Três derrotas nos quatro primeiros jogos colocam este início de época do Benfica entre os piores de sempre…Se contarmos com a Supertaça, então vão quatro…
Mais uma vez uma pálida imagem da equipa encarnada. Longe vão os tempos (desaprendeu em 2 meses) em que jogava a 100 à hora.
Aimar, Cardozo (jogou?) ou Maxi têm estado “ausentes” da equipa; os intransponíveis Luisão e D. Luiz formam uma dupla vulgar. Não! Pior que vulgar, vulnerável… Roberto não é – nem será, digo eu – um guarda-redes com a qualidade que o Benfica exige. Trappatoni descobriu Moreira para ganhar o campeonato. Jesus não o fará porque isso seria perder a face…
Não tarda nada, Jesus começará a ver o seu lugar em perigo. Digo-o por um conjunto de razões: em primeiro lugar, Jesus não está a conseguir transmitir a jogadores e adeptos o discurso confiante e corajoso do ano passado. Não sei o que se passa, mas nas conferências de imprensa tem-se visto um homem abatido e sem reacção, quando (acho) era necessário alguém que assegurasse que o ciclo ia ser invertido.
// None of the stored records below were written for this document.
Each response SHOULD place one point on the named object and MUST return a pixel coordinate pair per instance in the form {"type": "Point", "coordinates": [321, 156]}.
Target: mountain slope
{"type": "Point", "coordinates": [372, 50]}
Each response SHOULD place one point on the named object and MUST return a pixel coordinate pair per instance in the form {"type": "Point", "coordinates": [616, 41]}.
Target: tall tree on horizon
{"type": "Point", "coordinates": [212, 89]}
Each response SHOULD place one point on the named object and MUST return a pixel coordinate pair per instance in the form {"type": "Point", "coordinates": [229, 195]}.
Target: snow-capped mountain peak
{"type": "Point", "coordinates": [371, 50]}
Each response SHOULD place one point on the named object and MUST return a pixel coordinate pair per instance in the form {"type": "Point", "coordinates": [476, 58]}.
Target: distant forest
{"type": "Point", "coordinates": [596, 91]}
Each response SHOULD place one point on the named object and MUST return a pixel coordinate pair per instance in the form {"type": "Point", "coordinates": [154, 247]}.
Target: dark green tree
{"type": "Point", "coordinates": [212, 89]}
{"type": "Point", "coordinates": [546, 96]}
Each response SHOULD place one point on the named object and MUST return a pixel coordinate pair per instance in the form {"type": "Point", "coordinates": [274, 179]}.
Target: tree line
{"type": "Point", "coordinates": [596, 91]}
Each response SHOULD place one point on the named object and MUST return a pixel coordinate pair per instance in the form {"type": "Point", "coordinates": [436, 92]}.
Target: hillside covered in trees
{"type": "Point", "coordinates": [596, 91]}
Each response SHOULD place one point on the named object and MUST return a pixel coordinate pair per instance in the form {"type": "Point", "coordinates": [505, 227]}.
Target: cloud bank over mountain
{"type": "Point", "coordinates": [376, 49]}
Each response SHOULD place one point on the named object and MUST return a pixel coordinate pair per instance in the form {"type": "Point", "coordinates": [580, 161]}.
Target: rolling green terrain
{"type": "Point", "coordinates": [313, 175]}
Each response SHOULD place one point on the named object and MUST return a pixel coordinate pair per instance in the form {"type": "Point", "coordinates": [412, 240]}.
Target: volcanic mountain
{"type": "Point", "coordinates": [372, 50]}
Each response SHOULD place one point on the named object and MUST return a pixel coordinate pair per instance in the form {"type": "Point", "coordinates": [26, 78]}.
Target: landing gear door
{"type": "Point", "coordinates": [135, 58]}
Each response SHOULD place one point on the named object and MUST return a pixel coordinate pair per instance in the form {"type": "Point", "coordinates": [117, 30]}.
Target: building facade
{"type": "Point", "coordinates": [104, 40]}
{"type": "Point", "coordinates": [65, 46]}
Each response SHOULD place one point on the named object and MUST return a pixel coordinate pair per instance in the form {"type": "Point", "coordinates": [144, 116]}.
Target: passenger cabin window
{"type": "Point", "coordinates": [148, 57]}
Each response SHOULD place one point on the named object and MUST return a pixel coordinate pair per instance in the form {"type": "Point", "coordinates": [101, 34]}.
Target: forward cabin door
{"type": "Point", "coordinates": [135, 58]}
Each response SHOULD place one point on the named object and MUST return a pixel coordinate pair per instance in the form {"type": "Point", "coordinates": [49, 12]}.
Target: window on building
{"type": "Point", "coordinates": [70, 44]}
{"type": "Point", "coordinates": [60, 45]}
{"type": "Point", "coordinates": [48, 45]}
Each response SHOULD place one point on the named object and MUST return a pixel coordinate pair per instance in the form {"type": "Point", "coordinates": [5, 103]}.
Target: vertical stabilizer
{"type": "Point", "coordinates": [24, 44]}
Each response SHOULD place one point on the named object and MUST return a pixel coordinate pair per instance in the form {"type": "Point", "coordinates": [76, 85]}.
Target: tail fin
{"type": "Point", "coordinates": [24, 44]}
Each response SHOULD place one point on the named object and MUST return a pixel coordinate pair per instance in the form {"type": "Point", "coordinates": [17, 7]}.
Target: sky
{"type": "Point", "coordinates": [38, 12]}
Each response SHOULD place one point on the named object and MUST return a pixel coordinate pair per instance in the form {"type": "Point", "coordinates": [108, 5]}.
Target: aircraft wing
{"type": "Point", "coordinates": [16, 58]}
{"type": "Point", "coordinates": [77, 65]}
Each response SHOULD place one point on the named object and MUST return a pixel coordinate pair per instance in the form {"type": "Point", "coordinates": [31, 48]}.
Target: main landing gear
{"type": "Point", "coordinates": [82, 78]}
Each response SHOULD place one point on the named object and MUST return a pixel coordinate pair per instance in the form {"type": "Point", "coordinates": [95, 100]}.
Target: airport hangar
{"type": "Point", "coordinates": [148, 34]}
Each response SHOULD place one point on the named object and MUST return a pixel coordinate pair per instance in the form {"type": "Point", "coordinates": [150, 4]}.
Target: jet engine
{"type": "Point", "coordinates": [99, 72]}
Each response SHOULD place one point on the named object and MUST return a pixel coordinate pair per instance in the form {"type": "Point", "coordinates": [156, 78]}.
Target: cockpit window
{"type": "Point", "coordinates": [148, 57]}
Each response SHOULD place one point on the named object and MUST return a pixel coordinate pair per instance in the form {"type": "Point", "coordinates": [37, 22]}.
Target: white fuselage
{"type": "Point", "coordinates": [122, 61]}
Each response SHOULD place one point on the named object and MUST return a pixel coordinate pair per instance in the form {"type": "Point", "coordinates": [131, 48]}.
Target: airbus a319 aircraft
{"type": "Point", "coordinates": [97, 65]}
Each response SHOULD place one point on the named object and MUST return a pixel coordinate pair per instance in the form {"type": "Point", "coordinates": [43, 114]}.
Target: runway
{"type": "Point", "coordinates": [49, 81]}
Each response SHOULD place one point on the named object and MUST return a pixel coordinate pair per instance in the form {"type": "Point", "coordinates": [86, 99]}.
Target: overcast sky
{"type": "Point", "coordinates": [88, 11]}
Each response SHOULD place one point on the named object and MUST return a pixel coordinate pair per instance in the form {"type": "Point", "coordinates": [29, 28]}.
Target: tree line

Teima em manter uma formação similar à do ano passado, quando não tem jogadores para tal. Em quatro alas (2 laterais e 2 médios), Jesus tem no plantel apenas um jogador de nível superior, o que é muito pouco para um campeão. Aí, perdeu 2 de uma vez.
Por outro lado, a política de contratações voltou a ser um desastre. Não que Gaitan ou Jara sejam maus, longe disso, mas não são as peças que faltavam. É preciso a chave para “aquela” fechadura e não uma qualquer chave. É preciso mais concorrência no ataque, para que Cardozo sinta que pode sair de cena. A lesão de Kardec (excelente início de forma) também não ajudou. O Benfica, afinal, “só” perdeu 3 jogadores titulares. Ninguém fala da perda de Quim, mas ao olhar para Roberto é impossível não o recordar (um jogador com os anos de SLB que Quim tinha não merece sair assim).
Um 3.º e último ponto passa pela intervenção de Jesus no banco. Mais uma vez, Jesus mexeu numa equipa que estava a jogar razoavelmente e lembra-se de substituir Gaitan e fazer entrar César Peixoto (não é, definitivamente, jogador para uma equipa como o Benfica) e a equipa entrou num coma do qual não conseguiu recuperar. A saída de Martins, minutos depois, foi o “desligar da máquina”.
Também aqui os jornalistas tendem a ser tendenciosos. Não foi a primeira nem a segunda vez que Jesus mexe mal na sua equipa (mesmo no ano passado isso aconteceu vezes sem fim), mas nem uma palavra sobre o assunto.
Por outro lado, um comentador dizia há pouco na televisão que não vale a pena falar na arbitragem. É verdade que não explica tudo, mas dois penalties são duas fortes possibilidades de marcar golo. A isto ainda há que juntar o golo mal anulado a Cardozo, que somou um amarelo…
Por fim, uma palavra para o Guimarães. Já o tinha escrito, é a equipa em que deposito maiores expectativas. Manuel Machado monta muito bem as suas equipas e o Vitória tem um plantel com uma qualidade muito interessante. Para já, está em segundo. Será o ano do Minho???